The pair hurtled along near the end, 96 coming from the last seven overs to complete a 95-run stand in 22 overs.
But then it all went wrong, from New Zealand's point of view.
The bowling was uniformly ordinary on a good pitch and fast outfield.
This wasn't a case of Zimbabwe coming home on a wet sail in the final overs. Indeed, they were far ahead of New Zealand on comparative run rates with 15 overs remaining, before wobbling in the closing stages.

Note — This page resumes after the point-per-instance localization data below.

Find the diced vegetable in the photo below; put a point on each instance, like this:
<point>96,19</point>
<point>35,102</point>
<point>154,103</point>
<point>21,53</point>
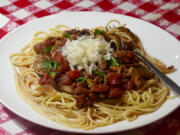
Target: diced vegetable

Brendon Taylor made 75 to follow two centuries in the earlier games; Tatenda Taibu made a tidy 39-ball 53 before Malcolm Waller and Elton Chigumbura added 112 from only 85 balls. All New Zealand's were hit; none seemed to have any idea about where to bowl consistently, which is a fairly important part of the deal. Some of the bowling was simply awful.
No Tim Southee, no Kyle Mills, no Daniel Vettori. This looked a seriously thin attack and Zimbabwe, with nothing to lose, had a crack at them.

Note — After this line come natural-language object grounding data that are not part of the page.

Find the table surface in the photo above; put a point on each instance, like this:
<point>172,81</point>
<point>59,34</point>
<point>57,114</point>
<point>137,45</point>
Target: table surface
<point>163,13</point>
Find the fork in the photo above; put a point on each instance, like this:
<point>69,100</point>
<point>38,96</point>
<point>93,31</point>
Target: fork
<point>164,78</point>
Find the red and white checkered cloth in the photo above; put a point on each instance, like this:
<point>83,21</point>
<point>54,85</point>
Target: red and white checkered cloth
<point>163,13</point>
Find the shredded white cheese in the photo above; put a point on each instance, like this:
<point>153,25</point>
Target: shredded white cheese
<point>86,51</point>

Waller got Zimbabwe home with one ball to spare, finishing unbeaten on a 74-ball 99. He, with Chigumbura, Taibu and Taylor, struck some superb, clean shots interspersed with cross-bat heaves and it was their day.
Chigumbura deserved rather better than an undignified sendoff from Jacob Oram too, but New Zealand would still have won had the skipper not grassed Waller three times.
A regulation edge to fourth slip went down on 46, and Taylor twice put Waller down in the final over, one far harder than the other.
It was Zimbabwe's first win over New Zealand since January 2001 at Eden Park, and their eighth overall from 32 games.
In the previous two games they had had some decent moments without ever looking likely to press on and complete the job.
"At this ground it's always hard to defend a score so we knew we had a chance of chasing it down as long as we batted well," Chigumbura said.
Ross Taylor said the core of the series had been the old axiom that "if you drop catches you lose a match". He discovered that personally yesterday.
New Zealand have a two-day match starting in Bulawayo on Saturday.
BY THE NUMBERS
* The 195-run fifth wicket stand by Ross Taylor and Kane Williamson is a New Zealand record against all nations.
* It is the first time New Zealand have lost an ODI after two of its batsmen had scored centuries.
* It is the second time New Zealand have lost an ODI after scoring more than 300 batting first, India having chased down 315 for seven in Bangalore last December.
* This was Zimbabwe's biggest successful run chase, far exceeding the previous 290 for four against the West Indies 11 years ago.
* The 657 run-aggregate was the highest for any ODI in Zimbabwe.